The developments listed above are by no means comprehensive. For example, we also expect to see continued investment in allogeneic cell therapy and rapid growth in the Chinese cell and gene therapy pipeline. But they demonstrate clear advancements — from exploring new mechanisms to expanding to new diseases to accelerating in new geographies and setting critical precedents in the path to commercialization.

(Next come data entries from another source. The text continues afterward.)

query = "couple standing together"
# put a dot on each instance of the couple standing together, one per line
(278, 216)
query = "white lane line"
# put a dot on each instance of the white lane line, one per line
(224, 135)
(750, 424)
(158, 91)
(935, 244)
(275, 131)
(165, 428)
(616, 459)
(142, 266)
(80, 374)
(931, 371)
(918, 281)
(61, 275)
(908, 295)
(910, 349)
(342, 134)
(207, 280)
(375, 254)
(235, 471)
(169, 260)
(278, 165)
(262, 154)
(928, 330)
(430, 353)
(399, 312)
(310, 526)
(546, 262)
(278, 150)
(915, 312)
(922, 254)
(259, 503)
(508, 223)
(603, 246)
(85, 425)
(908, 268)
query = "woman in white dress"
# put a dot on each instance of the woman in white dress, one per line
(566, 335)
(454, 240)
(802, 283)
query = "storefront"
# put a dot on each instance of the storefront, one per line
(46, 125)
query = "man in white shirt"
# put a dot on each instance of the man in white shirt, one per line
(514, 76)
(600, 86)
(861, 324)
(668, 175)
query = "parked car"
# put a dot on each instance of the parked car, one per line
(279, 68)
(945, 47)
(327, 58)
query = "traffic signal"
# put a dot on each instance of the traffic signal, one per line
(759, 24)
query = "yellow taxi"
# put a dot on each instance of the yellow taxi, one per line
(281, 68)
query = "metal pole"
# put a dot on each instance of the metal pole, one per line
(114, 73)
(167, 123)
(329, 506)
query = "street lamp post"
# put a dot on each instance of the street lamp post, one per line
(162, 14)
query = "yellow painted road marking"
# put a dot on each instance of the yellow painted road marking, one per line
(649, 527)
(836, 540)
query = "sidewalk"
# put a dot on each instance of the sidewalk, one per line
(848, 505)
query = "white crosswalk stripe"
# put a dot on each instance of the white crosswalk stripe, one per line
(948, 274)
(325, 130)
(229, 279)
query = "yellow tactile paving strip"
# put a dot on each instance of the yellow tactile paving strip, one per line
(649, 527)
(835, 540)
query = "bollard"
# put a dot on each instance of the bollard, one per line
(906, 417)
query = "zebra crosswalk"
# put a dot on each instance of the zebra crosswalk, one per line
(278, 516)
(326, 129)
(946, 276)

Continued global pricing pressure
Governments, payers and consumers continue to place pressure on drug prices across the globe. In the U.S., pharmacy benefit managers (PBMs) and payers are negotiating more significant discounts, with declining net prices since 2018 despite list price increases (see Figure 1). Payers also are continuing to restrict coverage of therapies they deem too expensive; the Centers for Medicare & Medicaid Services’ (CMS) recent proposed coverage restriction of Aduhelm to clinical trial patients is just one example. Pricing pressure may also come from new competitors within the industry. EQRx, the first of a potential wave of companies with disruptive “low-cost, me-too” strategies, intends to price its therapies 50%-70% lower than competitors’ pricing. It has assembled a pipeline of at least five clinical assets and has partnerships or memoranda of understanding (MOUs) with CVS Health, Geisinger, Blue Shield of California, BlueCross BlueShield of North Carolina, Horizon and NHS England. The timing of its first filings remains to be seen, as their current pivotal trial data for two lead assets is from Chinese studies and U.S.-based studies are planned to begin this year. Additionally, the biosimilar pipeline is accelerating and may soon provide increased competition to numerous blockbuster franchises.